Secretary of State Hillary Clinton is in Hawaii to meet Japanese Foreign Minister Katsuya Okada on Tuesday and deliver an address on U.S. policy in the Asia-Pacific region. Clinton is on the first leg of a Pacific tour that will take her to New Guinea, New Zealand and Australia.
The secretary's speech at the U.S.-sponsored East-West Center in Honolulu comes as the Obama administration nears the end of a first year in office that Clinton says gave substance to its pledges to re-engage with Asia-Pacific nations.
The Clinton trip is her fourth to a region she says felt neglected by the United States during the Bush administration, and is now breathing a collective "sigh of relief" at the resumption of active U.S. engagement.
In a talk with reporters en route to Hawaii, she said there is universal recognition that China is a "rising power of the 21st century" and that other Asian countries want to see the United States involved in the region as a force for peace and a guarantor of stability as that rise occurs.
Clinton said the Obama administration seeks a mature relationship with China, one that "doesn't go off the rails" despite differences with Beijing about American arms sales to Taiwan and an expected meeting next month between President Obama and Tibetan spiritual leader the Dalai Lama.
"It has been American policy and will remain American policy that we will provide defensive arms for Taiwan," she said. "We have a different perspective on the role and ambitions of the Dalai Lama, which we've been very public about, in expressing that we do not support any claims on the sovereignty or territorial integrity of China. You know we reject that but we support the legitimate desire for cultural and religious respect and autonomy. And, those are views that are consonant with our values."
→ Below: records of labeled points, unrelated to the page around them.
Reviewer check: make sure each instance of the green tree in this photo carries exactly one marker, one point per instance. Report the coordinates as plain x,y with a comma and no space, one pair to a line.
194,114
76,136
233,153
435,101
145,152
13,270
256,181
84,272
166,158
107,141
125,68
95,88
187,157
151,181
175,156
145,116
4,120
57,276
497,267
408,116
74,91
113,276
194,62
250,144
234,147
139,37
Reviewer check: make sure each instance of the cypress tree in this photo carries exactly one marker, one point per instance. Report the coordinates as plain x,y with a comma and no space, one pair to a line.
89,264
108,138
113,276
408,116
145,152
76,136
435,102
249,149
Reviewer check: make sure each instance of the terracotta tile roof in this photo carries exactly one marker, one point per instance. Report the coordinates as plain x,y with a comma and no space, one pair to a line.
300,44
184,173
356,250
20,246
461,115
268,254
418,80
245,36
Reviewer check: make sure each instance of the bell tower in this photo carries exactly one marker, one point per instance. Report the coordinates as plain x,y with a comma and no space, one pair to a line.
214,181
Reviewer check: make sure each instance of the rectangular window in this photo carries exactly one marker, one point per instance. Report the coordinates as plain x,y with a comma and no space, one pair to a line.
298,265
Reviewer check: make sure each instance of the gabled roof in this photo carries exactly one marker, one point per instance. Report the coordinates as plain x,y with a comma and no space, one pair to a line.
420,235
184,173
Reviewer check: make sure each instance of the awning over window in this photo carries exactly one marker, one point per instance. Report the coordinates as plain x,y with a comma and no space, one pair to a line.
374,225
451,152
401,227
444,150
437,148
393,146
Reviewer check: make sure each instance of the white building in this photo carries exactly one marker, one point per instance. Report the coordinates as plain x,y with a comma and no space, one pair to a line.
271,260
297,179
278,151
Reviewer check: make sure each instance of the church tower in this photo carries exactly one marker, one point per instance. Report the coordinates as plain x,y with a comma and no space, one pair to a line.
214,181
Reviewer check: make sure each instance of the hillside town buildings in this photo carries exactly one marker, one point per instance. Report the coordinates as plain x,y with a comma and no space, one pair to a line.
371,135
Clinton called last year's United Nations sanctions resolution against North Korea for its missile and nuclear weapons tests a tangible result of U.S. Asian diplomacy and expressed hope it will be a milestone toward resumption of Chinese-sponsored six-party talks on Pyongyang's nuclear program.
She dismissed renewed North Korean calls for peace treaty talks with the United States as a prelude to Pyongyang's return to nuclear negotiations, saying the six-party framework provides for discussions on new security arrangements for the region.
"My hope is that the Chinese will call for a resumption of the six-party talks at some point in the future and that, as part of the agenda for the six-party talks, there will be opportunities for these bilateral discussions on the margins. And, we stand ready to have those discussions with North Korea. But we feel strongly that the six-party talks framework needs to be re-energized and we're hoping that will happen," she said.
Clinton's meeting with her Japanese counterpart is expected to focus on the Tokyo government's discontent with an agreement signed in 2006 under which the United States would move 8,000 American troops from Okinawa to Guam and relocate others in Okinawa to ease the burden for residents of the southern Japanese island.
The process would be largely financed by Japan.
Leaders of the left-leaning coalition which won Japanese elections last year campaigned for sharper reductions in the U.S. Okinawa presence, including the closure of the Futenma Marine base, a focus of Japanese criticism for its environmental impact and past criminal cases involving U.S. troops.
Since taking office last August, the government of Japanese Prime Minister Yukio Hatoyama has softened the rhetoric on Futenma but does want to revisit the agreement.
In her comments with reporters, Clinton avoided specifics on Okinawa but said the American-Japanese security alliance, nearing its 50th anniversary January 19, is "bigger than any one issue."
The Obama administration has said on a number of occasions that it does not want to alter the base accord, the product of years of delicate negotiations.